Quant à la vérité, celle-ci, comme
je le disais précédemment, est objective au sens fort suivant lequel
même s’il n’y avait pas d’êtres humains pour la connaître ou la reconnaître, la
vérité existerait tout de même. On est loin de la conception augustinienne de
la vérité suivant laquelle non seulement la vérité existe avant de la connaître
mais elle sollicite les hommes à la découvrir, à la connaître. L’évêque
d’Hippone écrit :
La réflexion n’a
point créé la vérité, elle l’a constatée. Donc, avant d’être découverte, la
vérité subsiste, et une fois constatée, elle nous renouvelle.[11]
La conception de la vérité ayant
cours en science veut que la vérité soit objective, impersonnelle, universelle.
Au fond, la vérité n’aurait cure des êtres humains qui la cherchent. Augustin
soutient au contraire que la vérité a des intentions à notre égard :
elle veut pour ainsi dire que nous la trouvions afin de nous renouveler, de nous
transformer.

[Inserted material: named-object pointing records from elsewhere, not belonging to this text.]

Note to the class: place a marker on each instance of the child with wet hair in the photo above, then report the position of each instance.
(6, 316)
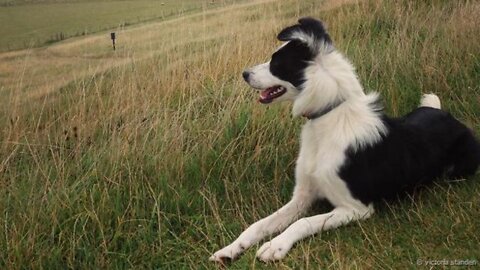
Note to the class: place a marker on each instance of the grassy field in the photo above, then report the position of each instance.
(26, 24)
(157, 155)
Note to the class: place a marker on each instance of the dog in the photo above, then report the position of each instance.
(351, 153)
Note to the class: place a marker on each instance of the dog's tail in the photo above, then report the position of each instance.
(430, 100)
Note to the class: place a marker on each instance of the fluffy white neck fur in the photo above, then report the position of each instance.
(329, 79)
(356, 122)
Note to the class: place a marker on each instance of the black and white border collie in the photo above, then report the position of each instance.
(351, 153)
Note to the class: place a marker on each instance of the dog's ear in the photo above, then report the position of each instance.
(308, 30)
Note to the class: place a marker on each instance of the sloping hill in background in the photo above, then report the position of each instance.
(157, 154)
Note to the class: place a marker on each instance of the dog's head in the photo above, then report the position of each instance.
(283, 76)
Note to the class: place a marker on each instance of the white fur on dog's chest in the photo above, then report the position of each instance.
(320, 153)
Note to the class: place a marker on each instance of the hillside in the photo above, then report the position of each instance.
(157, 154)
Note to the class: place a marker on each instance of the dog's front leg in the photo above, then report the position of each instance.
(274, 223)
(278, 247)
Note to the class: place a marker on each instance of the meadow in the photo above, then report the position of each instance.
(157, 154)
(27, 24)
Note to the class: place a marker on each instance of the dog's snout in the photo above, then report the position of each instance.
(246, 75)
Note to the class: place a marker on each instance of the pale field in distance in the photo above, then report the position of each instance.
(26, 24)
(157, 154)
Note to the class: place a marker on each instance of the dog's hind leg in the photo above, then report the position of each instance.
(278, 247)
(465, 156)
(301, 200)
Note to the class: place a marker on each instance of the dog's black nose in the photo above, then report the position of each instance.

Ici, saint Augustin commente ce mot de l’évangile de Jean :
«… connaissez la vérité et la vérité vous rendra libre. » (Jean 8,31)
Jung rejoint Augustin sur ce point
central lorsqu’il écrit :
L’inconscient
perçoit, a des intentions et des pressentiments, des sentiments et des pensées
tout comme le conscient.[12]
La science moderne s’est construite
sur le rejet total de l’inconscient. Descartes avec son fameux cogito, « Je
pense, donc je suis », en est le héros. Car, nous dit Descartes, c’est dans la
mesure où je suis conscient (je pense) que je suis, j’existe. Et c’est dans la
mesure également où je suis conscient d’être imparfait que je puis concevoir «
clairement et distinctement » qu’un être parfait existe, Dieu. Dieu n’est
désormais plus qu’un pur produit de la conscience. Il sera aisé par la suite
aux philosophes matérialistes des Lumières de réduire la conscience à la
matière (le cerveau) et de nier ainsi l’existence de Dieu. Nous en sommes là
encore aujourd’hui.
Certes, on rétorquera que Freud a
lui admis l’inconscient à côté du conscient qui n’apparaît plus que comme une
marionnette à la remorque de l’inconscient. Mais l’inconscient freudien n’est
qu’une poubelle de refoulements du conscient. Par ailleurs, Freud adhère
pleinement à la science moderne en réduisant l’inconscient à la libido
refoulée. Freud est donc, comme tout bon scientifique digne de ce nom, un
réductionniste. Le réductionnisme stipule de tout phénomène naturel est
réductible à des éléments simples de nature matérielle.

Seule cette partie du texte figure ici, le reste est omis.